Advent is one of the events that we ritually observe; it is the beginning of the church calendar. It is all about expectation. Expectation for the coming of the Messiah and for Christ’s return. The Advent season reminds us annually that we are people of expectant waiting, that this world is not all that there is, and it’s not as good as it gets. There’s more, much more, in store for us. Celebrating this spiritual truth, by singing “O Come, O Come Immanuel” every year, and using the physical elements of candles and fire affects us. As it reminds us that we are a people of expectant waiting, we become a people of expectant waiting. According to Smith, rituals aren’t just something we do, they do something to us.
Many Christians don’t really follow the liturgical calendar and are therefore not being shaped by it, but this does not mean they are not being shaped by other rituals. There is another calendar that dominates our culture and it, too, is filled with repeated activities–it is the commercial calendar.
The commercial calendar begins, not with waiting, but with immediately receiving. (Well, almost immediately; you usually have to wait till the 25th to get your stuff.) Christmas is the most important season of the commercial calendar. Where the center of the church calendar is God made flesh, the high priest of the commercial Christmas is Santa Claus who models a generosity that, for those of us without a workshop of elves, must be preceded by purchases. Not only do we buy gifts, we buy wrapping paper and bows, ornaments to dress our trees and homes, and enough meat to feed a non-Western family for a year. Our national economy is dependent on these weeks (months) of spending. And the day after we celebrate all our purchases, we go out to take advantage of the Boxing Day sales and buy more things.
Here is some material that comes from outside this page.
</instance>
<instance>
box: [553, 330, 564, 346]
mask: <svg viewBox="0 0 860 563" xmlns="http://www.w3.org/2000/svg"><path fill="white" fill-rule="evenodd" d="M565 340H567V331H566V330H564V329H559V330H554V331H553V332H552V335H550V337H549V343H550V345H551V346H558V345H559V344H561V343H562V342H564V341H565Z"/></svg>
And that’s just Christmas. What about Thanksgiving. Thanksgiving is important to us because Canadian merchants must offer Black Friday Sales to compete with the American rock bottom prices that kick off the commercial Christmas season. Oh, then there’s Cyber Monday.
Rituals shape who we are. The consumer calendar is adding new rituals all the time—Victoria Day Clearance Sale!? The church calendar is down to about two events, and even then most Christians are engaged in commercial rituals at the same time.
THE BOTTOM LINE
What is a human being? A beloved creature, helpless in sin, but saved by a loving heavenly father? Or a consumer who finds comforts and meaning in consuming? Even if we think (or even believe) it is the former, before long we will know deep in our bones that we are, in fact, the latter. This is the power of ritual.